A Reinforcement Learning Based Transmission Parameter Selection and Energy Management for Long Range Internet of Things.

机构信息

Laboratory of Information and Communication Technologies (LabTIC), Ecole Nationale des Sciences Appliquées de Tanger, Abdelmalek Essaadi University, Tangier BP 1818, Morocco.
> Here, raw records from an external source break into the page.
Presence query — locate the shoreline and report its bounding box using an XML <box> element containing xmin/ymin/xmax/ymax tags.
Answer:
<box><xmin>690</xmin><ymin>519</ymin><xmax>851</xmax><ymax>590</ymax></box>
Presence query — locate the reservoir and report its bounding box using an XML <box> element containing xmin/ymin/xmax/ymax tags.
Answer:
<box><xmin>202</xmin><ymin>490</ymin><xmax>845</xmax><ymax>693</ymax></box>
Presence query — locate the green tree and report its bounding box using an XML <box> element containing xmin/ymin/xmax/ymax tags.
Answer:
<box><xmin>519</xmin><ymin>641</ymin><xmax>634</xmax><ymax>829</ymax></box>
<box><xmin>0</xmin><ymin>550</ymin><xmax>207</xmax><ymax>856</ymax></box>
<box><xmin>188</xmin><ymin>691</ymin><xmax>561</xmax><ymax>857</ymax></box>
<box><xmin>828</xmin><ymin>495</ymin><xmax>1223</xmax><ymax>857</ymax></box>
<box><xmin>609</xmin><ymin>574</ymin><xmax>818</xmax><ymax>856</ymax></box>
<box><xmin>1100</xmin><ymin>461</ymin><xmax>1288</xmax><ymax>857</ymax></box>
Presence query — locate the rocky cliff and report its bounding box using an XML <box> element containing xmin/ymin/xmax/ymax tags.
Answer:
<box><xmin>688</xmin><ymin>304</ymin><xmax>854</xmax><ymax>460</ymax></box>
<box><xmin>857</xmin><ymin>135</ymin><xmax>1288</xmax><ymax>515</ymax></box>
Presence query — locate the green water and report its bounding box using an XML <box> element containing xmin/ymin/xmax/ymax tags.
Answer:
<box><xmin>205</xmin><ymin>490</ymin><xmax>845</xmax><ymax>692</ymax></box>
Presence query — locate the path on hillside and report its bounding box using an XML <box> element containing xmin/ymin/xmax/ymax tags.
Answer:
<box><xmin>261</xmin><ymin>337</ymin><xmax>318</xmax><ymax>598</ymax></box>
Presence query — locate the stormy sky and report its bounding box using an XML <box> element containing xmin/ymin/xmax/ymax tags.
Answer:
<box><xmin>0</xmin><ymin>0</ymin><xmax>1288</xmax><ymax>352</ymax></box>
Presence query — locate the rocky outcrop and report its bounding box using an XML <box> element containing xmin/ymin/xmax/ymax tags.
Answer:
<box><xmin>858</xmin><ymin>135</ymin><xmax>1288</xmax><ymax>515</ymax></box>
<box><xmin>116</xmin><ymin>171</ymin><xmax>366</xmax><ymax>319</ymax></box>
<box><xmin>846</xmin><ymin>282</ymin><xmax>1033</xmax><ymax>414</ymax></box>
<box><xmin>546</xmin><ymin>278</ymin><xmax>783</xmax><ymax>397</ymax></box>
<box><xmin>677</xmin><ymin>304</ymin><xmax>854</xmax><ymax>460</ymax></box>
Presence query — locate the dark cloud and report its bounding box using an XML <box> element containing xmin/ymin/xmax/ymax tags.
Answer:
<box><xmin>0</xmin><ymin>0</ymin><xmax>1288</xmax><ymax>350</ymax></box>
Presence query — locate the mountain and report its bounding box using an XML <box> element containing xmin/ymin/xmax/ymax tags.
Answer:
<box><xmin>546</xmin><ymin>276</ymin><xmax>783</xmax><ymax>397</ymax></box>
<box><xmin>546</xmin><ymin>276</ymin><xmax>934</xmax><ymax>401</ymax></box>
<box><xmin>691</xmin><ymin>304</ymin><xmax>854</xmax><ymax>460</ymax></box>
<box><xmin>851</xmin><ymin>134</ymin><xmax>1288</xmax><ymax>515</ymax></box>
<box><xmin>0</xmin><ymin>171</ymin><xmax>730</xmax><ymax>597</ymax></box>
Department of Automation, Electrical Engineering and Electronic Technology, Universidad Politécnica de Cartagena, Plaza del Hospital 1, 30202 Cartagena, Spain.

出版信息

Sensors (Basel). 2022 Jul 28;22(15):5662. doi: 10.3390/s22155662.

DOI:10.3390/s22155662
PMID:35957217
原文链接:https://pmc.ncbi.nlm.nih.gov/articles/PMC9371200/
Abstract

Internet of Things (IoT) landscape to cover long-range applications. The LoRa-enabled IoT devices adopt an Adaptive Data Rate-based (ADR) mechanism to assign transmission parameters such as spreading factors, transmission energy, and coding rates. Nevertheless, the energy assessment of these combinations should be considered carefully to select an accurate combination. Accordingly, the computational and transmission energy consumption trade-off should be assessed to guarantee the effectiveness of the physical parameter tuning. This paper provides comprehensive details of LoRa transceiver functioning mechanisms and provides a mathematical model for energy consumption estimation of the end devices EDs. Indeed, in order to select the optimal transmission parameters. We have modeled the LoRa energy optimization and transmission parameter selection problem as a Markov Decision Process (MDP). The dynamic system surveys the environment stats (the residual energy and channel state) and searches for the optimal actions to minimize the long-term average cost at each time slot. The proposed method has been evaluated under different scenarios and then compared to LoRaWAN default ADR in terms of energy efficiency and reliability. The numerical results have shown that our method outperforms the LoRa standard ADR mechanism since it permits the EDs to gain more energy. Besides, it enables the EDs to stand more, consequently performing more transmissions.

摘要

物联网(IoT)的应用场景涵盖了远程应用。启用 LoRa 的物联网设备采用自适应数据速率(ADR)机制来分配传输参数,如扩频因子、传输能量和编码率。然而,这些组合的能量评估应该仔细考虑,以选择准确的组合。因此,应该评估计算和传输能量消耗之间的权衡,以保证物理参数调整的有效性。本文提供了 LoRa 收发器功能机制的全面细节,并为端设备 ED 的能量消耗估计提供了数学模型。实际上,为了选择最佳的传输参数,我们将 LoRa 能量优化和传输参数选择问题建模为一个马尔可夫决策过程(MDP)。动态系统会监测环境统计数据(剩余能量和信道状态),并搜索最佳操作,以在每个时隙内最小化长期平均成本。该方法已在不同场景下进行了评估,并在能量效率和可靠性方面与 LoRaWAN 默认 ADR 进行了比较。数值结果表明,我们的方法优于 LoRa 标准 ADR 机制,因为它允许 ED 获得更多的能量。此外,它使 ED 能够站得更稳,从而进行更多的传输。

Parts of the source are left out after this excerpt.